Greg has an op-ed piece about finding the time to enjoy wota activities – or rather, how to react when one discovers there isn’t enough time to enjoy all the wota activities available to a fan. I’m not sure what provoked this, but apparently Greg is addressing people who whine about not being able to attend all the events they like or to keep track of all the releases they are interested in, and who dread added real life responsibilities as they grow older. And his basic message is: man up, real life isn’t so bad, and stop whining. (Correct me if I got the gist of it wrong, Greg.)
I have to say, the very notion of somebody moaning that adult life will suck because you won’t have enough time to devote to your idols amuses me to no end – it’s almost a caricature of what a wota is. As an aging and happy family man, trust me on this: it looks very different from the other side. If you can’t find pleasure in your real life and use your fandoms – whether it’s a TV show, a band, an idol, comics, porn, fetish gear, runaways stashed in a closet, whatever – to escape from the harshness of reality… Well, you should focus less on giving more time to your escapism and spend more time righting the real world around you. Sometimes it takes a simple change in perspective, sometimes it takes some actual changes in lifestyle. Whatever the case, it’s worth it.
Which doesn’t mean that there isn’t a benefit to escaping into fandoms to relax and let off some stream and, yes, to indulge in some quirky aesthetic pleasures. But it’s best done in moderation, or else you’re gonna be a miserable motherfucker for more of your life than you’d like.
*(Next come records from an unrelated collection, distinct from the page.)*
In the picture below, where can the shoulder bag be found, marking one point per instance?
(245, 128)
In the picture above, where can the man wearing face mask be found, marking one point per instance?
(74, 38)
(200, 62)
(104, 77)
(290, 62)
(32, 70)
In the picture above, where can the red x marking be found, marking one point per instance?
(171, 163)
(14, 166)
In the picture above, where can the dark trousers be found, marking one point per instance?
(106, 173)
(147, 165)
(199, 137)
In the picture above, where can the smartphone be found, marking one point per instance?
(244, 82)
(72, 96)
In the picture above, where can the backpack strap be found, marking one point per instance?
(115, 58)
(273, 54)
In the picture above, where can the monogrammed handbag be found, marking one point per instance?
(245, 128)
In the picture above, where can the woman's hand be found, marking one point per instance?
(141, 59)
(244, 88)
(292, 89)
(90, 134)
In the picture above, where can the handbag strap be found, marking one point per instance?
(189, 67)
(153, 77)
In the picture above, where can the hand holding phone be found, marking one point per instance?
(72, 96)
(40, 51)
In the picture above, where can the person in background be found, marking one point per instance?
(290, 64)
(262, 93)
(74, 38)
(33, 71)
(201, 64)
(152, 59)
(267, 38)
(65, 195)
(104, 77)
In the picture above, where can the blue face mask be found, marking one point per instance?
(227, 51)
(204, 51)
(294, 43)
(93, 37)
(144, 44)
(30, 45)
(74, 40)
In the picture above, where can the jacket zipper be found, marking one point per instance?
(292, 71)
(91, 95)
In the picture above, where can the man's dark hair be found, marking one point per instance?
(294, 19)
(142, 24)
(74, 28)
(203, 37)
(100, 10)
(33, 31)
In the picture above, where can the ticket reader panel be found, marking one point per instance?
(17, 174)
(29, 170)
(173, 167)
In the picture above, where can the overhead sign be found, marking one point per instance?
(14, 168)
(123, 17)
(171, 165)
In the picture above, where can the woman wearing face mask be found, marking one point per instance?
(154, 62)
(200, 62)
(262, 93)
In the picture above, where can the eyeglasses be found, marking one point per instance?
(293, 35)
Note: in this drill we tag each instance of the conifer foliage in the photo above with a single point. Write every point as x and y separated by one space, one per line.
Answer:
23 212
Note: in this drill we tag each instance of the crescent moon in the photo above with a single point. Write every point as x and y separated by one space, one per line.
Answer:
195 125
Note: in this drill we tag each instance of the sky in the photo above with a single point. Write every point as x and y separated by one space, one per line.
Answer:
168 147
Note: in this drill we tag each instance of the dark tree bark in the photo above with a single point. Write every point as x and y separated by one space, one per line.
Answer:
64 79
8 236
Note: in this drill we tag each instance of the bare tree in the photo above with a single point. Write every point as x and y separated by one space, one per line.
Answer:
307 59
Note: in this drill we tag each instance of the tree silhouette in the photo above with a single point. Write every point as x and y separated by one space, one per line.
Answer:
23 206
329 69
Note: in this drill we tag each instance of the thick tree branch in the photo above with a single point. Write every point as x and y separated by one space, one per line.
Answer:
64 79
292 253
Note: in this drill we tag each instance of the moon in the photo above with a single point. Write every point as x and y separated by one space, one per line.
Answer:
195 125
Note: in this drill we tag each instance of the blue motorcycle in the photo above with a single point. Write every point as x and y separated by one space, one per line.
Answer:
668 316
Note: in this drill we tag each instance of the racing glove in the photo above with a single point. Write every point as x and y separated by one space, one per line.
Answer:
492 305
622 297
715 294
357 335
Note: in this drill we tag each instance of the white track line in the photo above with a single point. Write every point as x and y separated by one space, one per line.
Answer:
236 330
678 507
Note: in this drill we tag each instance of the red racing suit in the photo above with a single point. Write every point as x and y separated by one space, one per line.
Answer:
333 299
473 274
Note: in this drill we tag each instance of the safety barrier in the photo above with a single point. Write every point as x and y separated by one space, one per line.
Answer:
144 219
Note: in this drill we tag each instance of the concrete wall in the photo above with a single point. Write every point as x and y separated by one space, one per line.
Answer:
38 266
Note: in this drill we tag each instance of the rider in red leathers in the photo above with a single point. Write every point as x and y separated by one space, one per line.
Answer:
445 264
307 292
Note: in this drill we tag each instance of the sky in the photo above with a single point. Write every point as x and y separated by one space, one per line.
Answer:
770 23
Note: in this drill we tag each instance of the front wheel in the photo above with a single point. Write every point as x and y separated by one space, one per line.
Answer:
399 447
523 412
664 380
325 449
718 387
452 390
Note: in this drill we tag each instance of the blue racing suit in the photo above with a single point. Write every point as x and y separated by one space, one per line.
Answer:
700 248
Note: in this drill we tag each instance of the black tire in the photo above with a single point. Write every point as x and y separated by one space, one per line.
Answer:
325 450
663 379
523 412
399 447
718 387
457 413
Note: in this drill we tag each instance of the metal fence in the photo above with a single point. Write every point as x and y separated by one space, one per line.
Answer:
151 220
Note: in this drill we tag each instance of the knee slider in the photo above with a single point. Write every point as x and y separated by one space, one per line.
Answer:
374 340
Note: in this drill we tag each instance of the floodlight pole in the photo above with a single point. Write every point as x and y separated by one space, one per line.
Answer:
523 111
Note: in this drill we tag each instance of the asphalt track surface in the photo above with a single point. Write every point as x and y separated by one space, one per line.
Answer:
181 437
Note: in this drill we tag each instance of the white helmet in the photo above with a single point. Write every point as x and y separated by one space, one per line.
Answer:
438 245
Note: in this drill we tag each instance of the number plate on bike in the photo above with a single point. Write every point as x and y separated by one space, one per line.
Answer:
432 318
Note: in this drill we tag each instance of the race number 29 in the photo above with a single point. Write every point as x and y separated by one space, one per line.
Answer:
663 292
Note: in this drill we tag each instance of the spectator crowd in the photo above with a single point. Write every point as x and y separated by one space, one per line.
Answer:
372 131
And besides, who says real life and wota life can’t mix productively? My daughter loves reading comic books with me, and she enjoys the music of Minimoni, Amuro Namie, Bennie K, and others. (Her rendition of “Endless Summer” by Bennie K is quite soulful.) I’ve had friendly and fun conversations with co-workers about my love of idols and why I really really really dig Japanese teenage girls in bikinis. I compartmentalize between wota and real life to some degree, but not to the point where one side feels shameful or must be hidden from the other.
The kind of wota Greg has painted in his post strikes me as so strange and pitiful, the more I think about it. Not that I don’t believe there aren’t such people out there, but my guess is they’re a very vocal minority rather than the majority of our community who struggle happily with the precarious balancing act of real life and wota life.